Authors and Affiliations: 

Matthias Buchecker and Stefanie Müller
Swiss Federal Research Institute WSL, Group Social Sciences in Landscape Research, CH-8903 Birmensdorf

Corresponding author: 
Matthias Buchecker

River revitalizations have been propagated in the last decades in Europe in order to combine flood protection and ecological enhancement. Although the wider public generally supports river revitalizations, implementations of projects often meet local resistance (Junker et al., 2007). This has also to do with the fact that local population's wishes and needs are normally not considered in project planning (Buchecker et al., 2013). In our study, we developed different management scenarios for a middle-sized river in a peri-urban region and wanted to find out a) which management scenarios and management aspects the local population prefers and b) which socio-psychological factors influence these preferences. We conducted this study in the valley of the Wigger river, a peri-urban region in the Swiss midlands. Specific of the situation of this river is that two sections have already been revitalised in the last years, whereas a revitalization project is envisaged for two still channelled sections. Based on a qualitative pre-study, a standardised questionnaire that included eight illustrated river management scenarios was sent to a random sample of the regional population (N=2500) as a basis for river management planning as well as a baseline for evaluating the project. The questionnaire measured a wide range of influence factors for the river management scenarios such as place attachment, recreation use, attachment to the river, perception of the state and the meanings of the river, connectedness to nature, perceived flood risk and many socio-demographic items. The survey revealed that the river was, in spite of the strong channelling and the close-by motorway, perceived by the population as quite intact and that the paths along the river were intensively used for recreation. Non-the-less, the population showed strong support for high-level revitalisation alternatives. The influence factors for the preferences of the management alternatives will be analysed using regression analyses, and conclusions will be drawn for integrated river management in peri-urban regions.
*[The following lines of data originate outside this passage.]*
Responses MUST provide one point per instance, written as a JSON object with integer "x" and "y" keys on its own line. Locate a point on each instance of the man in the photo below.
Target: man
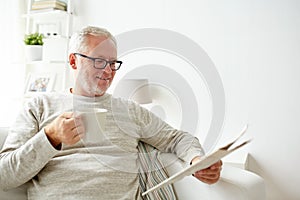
{"x": 46, "y": 147}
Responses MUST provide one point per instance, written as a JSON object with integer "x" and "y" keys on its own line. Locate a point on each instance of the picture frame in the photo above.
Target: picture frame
{"x": 40, "y": 82}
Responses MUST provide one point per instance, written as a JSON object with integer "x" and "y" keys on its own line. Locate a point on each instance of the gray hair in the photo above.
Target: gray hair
{"x": 78, "y": 41}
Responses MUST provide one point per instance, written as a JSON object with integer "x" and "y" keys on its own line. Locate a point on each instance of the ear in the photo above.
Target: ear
{"x": 72, "y": 61}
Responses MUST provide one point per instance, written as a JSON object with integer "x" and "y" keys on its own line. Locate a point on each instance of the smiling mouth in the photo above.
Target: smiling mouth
{"x": 105, "y": 79}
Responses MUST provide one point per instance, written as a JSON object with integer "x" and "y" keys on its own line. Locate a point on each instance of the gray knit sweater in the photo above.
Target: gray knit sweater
{"x": 105, "y": 169}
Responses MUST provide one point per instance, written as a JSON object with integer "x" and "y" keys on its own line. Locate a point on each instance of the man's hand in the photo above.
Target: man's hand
{"x": 66, "y": 128}
{"x": 209, "y": 175}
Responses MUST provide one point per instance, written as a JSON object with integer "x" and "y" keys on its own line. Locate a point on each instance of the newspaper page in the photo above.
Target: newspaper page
{"x": 203, "y": 163}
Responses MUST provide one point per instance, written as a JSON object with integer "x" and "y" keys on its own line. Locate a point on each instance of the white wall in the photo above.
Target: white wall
{"x": 255, "y": 45}
{"x": 11, "y": 58}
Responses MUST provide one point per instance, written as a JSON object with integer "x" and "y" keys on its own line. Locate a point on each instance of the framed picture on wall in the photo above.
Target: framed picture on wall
{"x": 40, "y": 82}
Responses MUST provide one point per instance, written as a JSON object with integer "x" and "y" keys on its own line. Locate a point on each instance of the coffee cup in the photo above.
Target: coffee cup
{"x": 94, "y": 120}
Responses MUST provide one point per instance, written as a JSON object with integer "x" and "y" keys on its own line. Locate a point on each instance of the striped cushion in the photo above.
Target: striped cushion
{"x": 153, "y": 172}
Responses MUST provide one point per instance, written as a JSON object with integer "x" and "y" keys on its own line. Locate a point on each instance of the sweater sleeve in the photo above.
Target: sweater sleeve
{"x": 162, "y": 136}
{"x": 26, "y": 150}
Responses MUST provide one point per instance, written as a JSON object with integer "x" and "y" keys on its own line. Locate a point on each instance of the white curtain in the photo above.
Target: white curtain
{"x": 12, "y": 25}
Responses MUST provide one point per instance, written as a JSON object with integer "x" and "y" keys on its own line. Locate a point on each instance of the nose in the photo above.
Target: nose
{"x": 107, "y": 68}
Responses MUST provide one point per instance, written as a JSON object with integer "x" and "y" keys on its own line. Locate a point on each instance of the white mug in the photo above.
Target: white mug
{"x": 94, "y": 120}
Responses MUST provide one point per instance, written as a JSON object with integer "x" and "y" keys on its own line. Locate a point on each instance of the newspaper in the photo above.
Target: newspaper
{"x": 203, "y": 163}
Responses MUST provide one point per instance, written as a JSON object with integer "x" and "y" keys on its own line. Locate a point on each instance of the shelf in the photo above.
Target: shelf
{"x": 46, "y": 14}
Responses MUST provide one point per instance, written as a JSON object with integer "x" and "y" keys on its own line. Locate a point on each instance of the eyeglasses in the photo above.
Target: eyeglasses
{"x": 100, "y": 63}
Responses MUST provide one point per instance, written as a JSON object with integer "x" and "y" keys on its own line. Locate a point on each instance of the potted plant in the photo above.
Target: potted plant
{"x": 34, "y": 46}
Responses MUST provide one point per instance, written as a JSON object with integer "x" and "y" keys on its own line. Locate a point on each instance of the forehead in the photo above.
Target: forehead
{"x": 101, "y": 46}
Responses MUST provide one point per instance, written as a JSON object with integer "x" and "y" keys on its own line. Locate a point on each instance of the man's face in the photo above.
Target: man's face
{"x": 89, "y": 80}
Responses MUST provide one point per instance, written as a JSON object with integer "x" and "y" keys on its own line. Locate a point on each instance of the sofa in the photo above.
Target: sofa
{"x": 235, "y": 184}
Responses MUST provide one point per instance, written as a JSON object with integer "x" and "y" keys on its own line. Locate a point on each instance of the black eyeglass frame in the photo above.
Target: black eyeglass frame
{"x": 101, "y": 59}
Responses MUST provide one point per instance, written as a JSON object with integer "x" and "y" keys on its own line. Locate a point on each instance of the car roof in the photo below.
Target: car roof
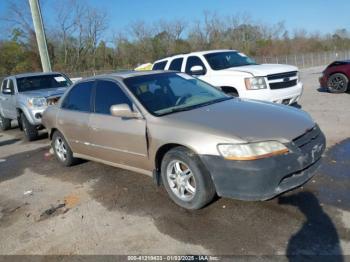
{"x": 35, "y": 74}
{"x": 195, "y": 53}
{"x": 128, "y": 74}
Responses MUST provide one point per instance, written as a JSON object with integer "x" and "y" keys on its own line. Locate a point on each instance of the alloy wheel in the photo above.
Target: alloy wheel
{"x": 338, "y": 83}
{"x": 61, "y": 149}
{"x": 181, "y": 180}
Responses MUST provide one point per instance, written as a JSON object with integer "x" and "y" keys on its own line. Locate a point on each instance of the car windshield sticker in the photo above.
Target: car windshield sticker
{"x": 187, "y": 77}
{"x": 60, "y": 79}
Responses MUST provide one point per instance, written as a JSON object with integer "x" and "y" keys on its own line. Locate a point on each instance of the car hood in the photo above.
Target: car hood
{"x": 263, "y": 69}
{"x": 45, "y": 92}
{"x": 246, "y": 120}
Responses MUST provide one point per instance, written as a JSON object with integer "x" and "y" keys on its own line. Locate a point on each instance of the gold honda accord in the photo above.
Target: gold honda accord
{"x": 191, "y": 137}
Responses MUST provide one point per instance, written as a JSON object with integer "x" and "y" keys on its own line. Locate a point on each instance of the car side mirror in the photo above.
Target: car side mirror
{"x": 7, "y": 91}
{"x": 124, "y": 110}
{"x": 197, "y": 70}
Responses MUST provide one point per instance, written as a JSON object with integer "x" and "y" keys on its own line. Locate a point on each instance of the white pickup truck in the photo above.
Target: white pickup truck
{"x": 238, "y": 75}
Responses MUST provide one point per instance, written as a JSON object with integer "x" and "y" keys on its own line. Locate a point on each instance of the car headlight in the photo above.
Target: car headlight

Buchecker, M., S. Menzel, and R. Home. 2013. How much does participatory flood management contribute to stakeholders' social capacity building? Empirical findings based on a triangulation of three evalua-tion approaches." Natural Hazards and Earth System Sciences 13(6):1427-44.

Junker, B., Buchecker, M. and Müller-Böker, U., 2007: Objectives of public participation: Which actors should be involved in the decision making for river restorations. Water resources research, Vol. 43 (10), 1-11.